Robert L. Byer, whose laser technology discoveries have been used in many commercial applications, is being honored by IEEE with the 2009 IEEE Photonics Award.
The award, sponsored by IEEE's Photonics Society, recognizes Byer for seminal contributions to nonlinear optics and solid-state lasers for commercial applications from precision measurement to manufacturing. The award will be presented on June 3 at the 2009 Conference on Lasers and Electro-Optics in Baltimore, MD.
Byer has been working with lasers since 1969 with research centered on advanced lasers and frequency tuning of lasers using nonlinear optics. Byer's work helped define nonlinear optics, which involves the ability to change ethe color of a laserto a continuously tunable range of colors. This technology is being developed today for use in laser projection displays and for future high-brightness television. This technology has also led to ultraviolet solid-state lasers that are needed for drilling tiny holes in circuit boards of electronic components that make cellular phones and MP3 players possible.
In 1985, Byer's grouop developed the laser diode pumped monolithic ring Nd:YAG laser, which is known as the nonplanar ring oscillator. This lasers is the standard for laser frequency control and is used for satellite-to-satellite communications and for sensitive sonar applications in submarines.
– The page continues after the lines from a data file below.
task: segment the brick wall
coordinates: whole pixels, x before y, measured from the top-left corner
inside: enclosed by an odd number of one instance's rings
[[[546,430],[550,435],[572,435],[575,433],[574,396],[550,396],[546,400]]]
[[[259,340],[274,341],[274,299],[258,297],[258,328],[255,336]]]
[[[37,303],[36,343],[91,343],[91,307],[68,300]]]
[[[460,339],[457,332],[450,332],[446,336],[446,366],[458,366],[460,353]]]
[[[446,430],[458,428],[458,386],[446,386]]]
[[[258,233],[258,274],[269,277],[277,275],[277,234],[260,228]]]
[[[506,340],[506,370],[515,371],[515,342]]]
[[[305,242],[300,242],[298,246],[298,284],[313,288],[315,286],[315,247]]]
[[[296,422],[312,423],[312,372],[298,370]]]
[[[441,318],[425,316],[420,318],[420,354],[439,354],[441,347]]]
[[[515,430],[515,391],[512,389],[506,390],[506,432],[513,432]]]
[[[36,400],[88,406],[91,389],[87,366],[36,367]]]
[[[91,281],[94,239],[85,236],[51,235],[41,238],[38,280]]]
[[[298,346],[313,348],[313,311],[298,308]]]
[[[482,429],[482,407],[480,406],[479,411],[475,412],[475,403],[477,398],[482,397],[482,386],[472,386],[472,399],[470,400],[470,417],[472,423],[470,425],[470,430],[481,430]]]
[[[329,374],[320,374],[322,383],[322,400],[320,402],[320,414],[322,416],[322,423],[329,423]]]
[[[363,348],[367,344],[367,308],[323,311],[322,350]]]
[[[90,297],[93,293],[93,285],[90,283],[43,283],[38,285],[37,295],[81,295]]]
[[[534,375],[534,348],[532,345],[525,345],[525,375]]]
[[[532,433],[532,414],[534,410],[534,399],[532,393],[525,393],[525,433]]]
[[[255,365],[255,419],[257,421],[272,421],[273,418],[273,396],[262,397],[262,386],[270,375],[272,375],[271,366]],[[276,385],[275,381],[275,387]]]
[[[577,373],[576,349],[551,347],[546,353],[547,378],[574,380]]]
It is also used for precision distance measurements that search for weak gravitational waves generated by black holes and neuron stars across the universe.
The combination of nonlinear optics and the laser diode pumping of Byer's Nd:YAG laser let to the development of the green laser pointer in 1986. It is not used just for presentations, but for pointing to planets or stars in the night sky and as rescue beacons for sailors at sea.